La convention collective applicable est celle de la métalurgie de la Somme.
L'entreprise emploie un effectif inférieur à 11 salariés.
Le 16 novembre 2021, M. [X] [A] a saisi le conseil de prud'hommes de Peronne afin d'obtenir la revalorisation de son statut à l'échelon 2 et au coefficient 335 de la convention collective applicable et de ce fait, afin d'obtenir des rappels de salaire en découlant. Il a également demandé à ce que soit constaté une discrimination salariale à son encontre et a sollicité en ce sens que soit désigné avant dire droit deux conseillers rapporteurs à l'effet qu'ils auditionnent toutes les personnes susceptibles de faire avancer l'instruction.

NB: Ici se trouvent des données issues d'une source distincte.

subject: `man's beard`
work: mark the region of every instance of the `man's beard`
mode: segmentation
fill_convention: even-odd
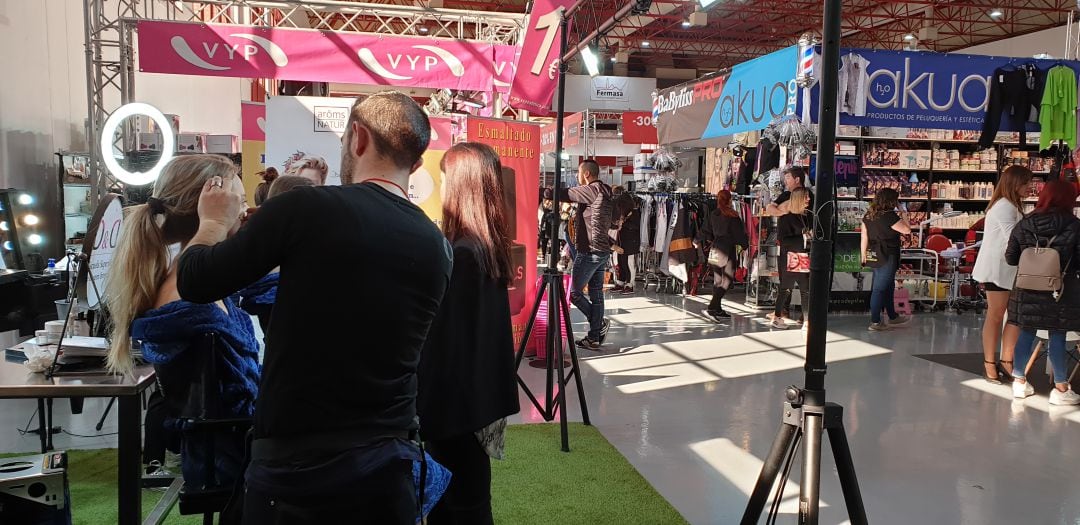
[[[341,184],[353,183],[353,157],[347,148],[341,150]]]

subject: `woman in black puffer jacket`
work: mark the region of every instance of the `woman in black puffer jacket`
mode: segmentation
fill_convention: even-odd
[[[1058,292],[1023,290],[1013,287],[1009,297],[1009,322],[1022,330],[1016,341],[1013,364],[1013,397],[1023,399],[1035,393],[1025,379],[1035,334],[1050,332],[1049,356],[1054,369],[1056,388],[1050,392],[1052,405],[1080,404],[1080,395],[1069,387],[1066,368],[1065,332],[1080,329],[1080,219],[1073,215],[1076,187],[1064,181],[1051,181],[1039,195],[1035,211],[1013,228],[1005,250],[1010,265],[1020,262],[1025,248],[1049,246],[1058,252],[1065,272],[1064,289]],[[1023,268],[1020,269],[1023,271]]]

Par jugement du 1er avril 2022, la juridiction prud'homale a :
dit que les pièces 8 et 9 devaient être écartées des débats ;
débouté M. [X] [A] de sa demande de discrimination salariale ;
débouté M. [X] [A] de sa demande visant à désigner avant dire droit deux conseillers rapporteurs à effet de se rendre sur [Localité 4] d'[Localité 3], pour y auditionner toute personne et faire procéder à toutes mesures d'instruction utiles ;
dit ne pas condamner la société au paiement d'une indemnité spécifique de 3 000 euros pour résistance abusive et vexatoire ;
débouté le demandeur de l'ensemble de ses demandes ;
débouté la société de l'ensemble de ses demandes ;
dit que chaque partie devrait supporter la charge de ses propres dépens.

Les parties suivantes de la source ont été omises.